Results: There were 119/122 (98.4%) patients occluded successfully and 3 failed patients were converted to cardiopulmonary bypass surgery at the original incision. The average size of occluder was (4.9±1.1, 4-10) mm and all devices were concentric. The patients were followed up at the mean of (8.3±5.0, 1.0-19.8) months, during that period, 12/119 (10.1%) had new mild tricuspid regurgitation, 16 (13.4%) suffered from incomplete right bundle branch block, 4 (3.4%) had small residual shunt and 2 of them were self-closed at 1 and 3 months after operation respectively.

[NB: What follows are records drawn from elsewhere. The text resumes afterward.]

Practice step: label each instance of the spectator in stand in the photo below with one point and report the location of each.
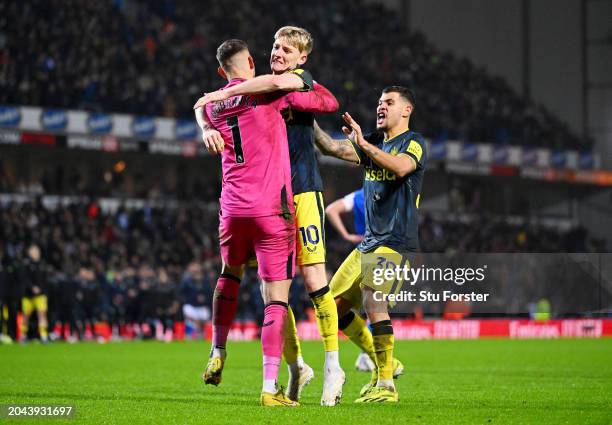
(149, 60)
(197, 299)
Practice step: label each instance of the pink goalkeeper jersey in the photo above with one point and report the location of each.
(255, 161)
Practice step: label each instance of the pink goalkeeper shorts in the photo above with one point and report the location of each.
(271, 238)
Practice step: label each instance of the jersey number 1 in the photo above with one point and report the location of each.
(232, 123)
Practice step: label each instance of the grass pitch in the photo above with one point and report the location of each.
(478, 381)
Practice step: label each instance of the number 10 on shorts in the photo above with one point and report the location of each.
(310, 235)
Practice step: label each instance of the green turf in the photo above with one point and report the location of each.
(481, 381)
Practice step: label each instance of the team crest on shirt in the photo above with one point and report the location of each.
(233, 102)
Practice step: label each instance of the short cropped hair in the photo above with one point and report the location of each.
(404, 92)
(297, 37)
(227, 50)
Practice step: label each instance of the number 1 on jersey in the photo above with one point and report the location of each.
(232, 123)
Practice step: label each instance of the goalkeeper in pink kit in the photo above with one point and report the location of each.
(257, 212)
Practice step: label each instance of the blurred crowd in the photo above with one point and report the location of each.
(144, 270)
(157, 57)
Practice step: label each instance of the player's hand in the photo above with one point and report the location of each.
(353, 131)
(214, 96)
(353, 238)
(213, 142)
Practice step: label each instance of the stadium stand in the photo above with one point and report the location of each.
(156, 58)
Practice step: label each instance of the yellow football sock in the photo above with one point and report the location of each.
(292, 349)
(382, 333)
(354, 327)
(327, 317)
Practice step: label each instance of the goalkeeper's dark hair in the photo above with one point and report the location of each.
(404, 92)
(227, 50)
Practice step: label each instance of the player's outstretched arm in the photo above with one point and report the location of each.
(212, 138)
(263, 84)
(318, 101)
(332, 212)
(400, 165)
(342, 149)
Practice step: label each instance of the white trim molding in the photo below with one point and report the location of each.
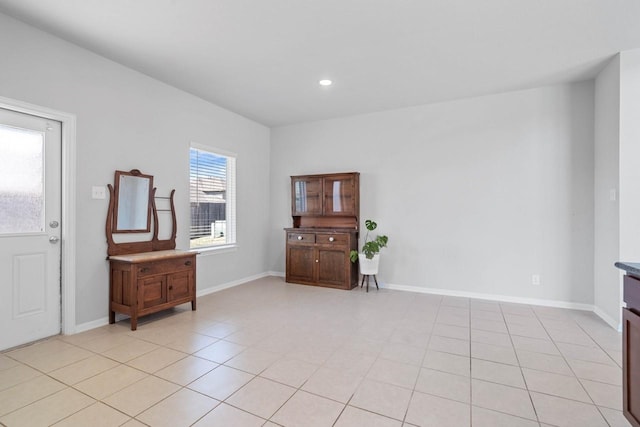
(200, 293)
(68, 228)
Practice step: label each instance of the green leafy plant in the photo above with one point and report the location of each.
(370, 247)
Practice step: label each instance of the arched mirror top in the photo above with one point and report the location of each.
(133, 200)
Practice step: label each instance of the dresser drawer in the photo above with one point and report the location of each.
(301, 237)
(165, 266)
(334, 239)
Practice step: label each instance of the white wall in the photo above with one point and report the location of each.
(476, 195)
(629, 154)
(127, 120)
(606, 212)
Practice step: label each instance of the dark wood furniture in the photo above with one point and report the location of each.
(150, 275)
(325, 210)
(631, 343)
(148, 282)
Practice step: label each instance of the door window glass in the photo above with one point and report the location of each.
(21, 180)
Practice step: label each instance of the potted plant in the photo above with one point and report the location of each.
(369, 256)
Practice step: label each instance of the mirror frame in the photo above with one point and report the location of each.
(133, 173)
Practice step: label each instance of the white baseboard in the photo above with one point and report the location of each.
(494, 297)
(615, 324)
(447, 292)
(90, 325)
(202, 292)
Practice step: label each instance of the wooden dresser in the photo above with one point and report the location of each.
(325, 211)
(631, 343)
(145, 276)
(144, 283)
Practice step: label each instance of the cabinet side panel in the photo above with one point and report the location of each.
(116, 286)
(631, 366)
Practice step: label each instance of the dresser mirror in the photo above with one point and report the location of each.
(133, 193)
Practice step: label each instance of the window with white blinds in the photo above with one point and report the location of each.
(212, 196)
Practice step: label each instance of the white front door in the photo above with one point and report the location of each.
(30, 229)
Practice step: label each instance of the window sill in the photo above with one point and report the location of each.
(213, 250)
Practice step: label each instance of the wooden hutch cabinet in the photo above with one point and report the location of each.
(325, 210)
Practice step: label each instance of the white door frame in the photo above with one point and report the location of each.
(68, 218)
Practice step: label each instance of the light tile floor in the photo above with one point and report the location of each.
(268, 353)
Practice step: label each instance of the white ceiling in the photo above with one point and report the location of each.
(263, 58)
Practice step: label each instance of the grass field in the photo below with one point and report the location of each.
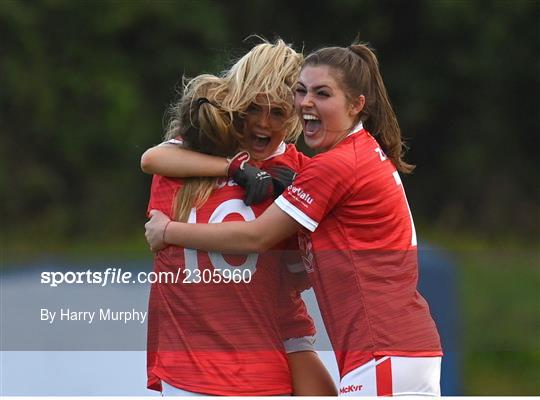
(499, 289)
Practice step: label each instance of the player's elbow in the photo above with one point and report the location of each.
(147, 162)
(258, 242)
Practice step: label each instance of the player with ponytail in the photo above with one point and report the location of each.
(355, 228)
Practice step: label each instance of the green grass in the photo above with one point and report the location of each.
(499, 291)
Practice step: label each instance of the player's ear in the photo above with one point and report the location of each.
(357, 105)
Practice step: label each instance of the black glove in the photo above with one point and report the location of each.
(282, 178)
(257, 183)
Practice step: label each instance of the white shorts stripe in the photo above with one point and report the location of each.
(417, 376)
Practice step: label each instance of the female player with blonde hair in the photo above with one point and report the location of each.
(357, 234)
(221, 338)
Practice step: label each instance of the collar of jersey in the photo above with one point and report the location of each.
(359, 126)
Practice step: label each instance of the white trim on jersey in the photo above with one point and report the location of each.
(359, 126)
(394, 376)
(296, 214)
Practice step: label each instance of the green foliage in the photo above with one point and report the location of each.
(501, 310)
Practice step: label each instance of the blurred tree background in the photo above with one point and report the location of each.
(84, 86)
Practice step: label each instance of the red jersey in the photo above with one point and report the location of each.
(214, 337)
(360, 252)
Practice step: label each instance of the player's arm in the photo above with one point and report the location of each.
(174, 161)
(256, 236)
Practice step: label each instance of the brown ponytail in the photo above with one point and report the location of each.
(358, 74)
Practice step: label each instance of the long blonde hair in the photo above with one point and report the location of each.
(268, 69)
(358, 74)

There were no complete atrio-ventricular block, no new aortic valve regurgitation and no device dislocation.
Conclusion: Minimally invasive occlusion of PmVSD via right subaxillary route under TEE guidance was a safe, effective, feasible and better cosmetic method for treating relevant patients; while its long-term outcome should be further observed.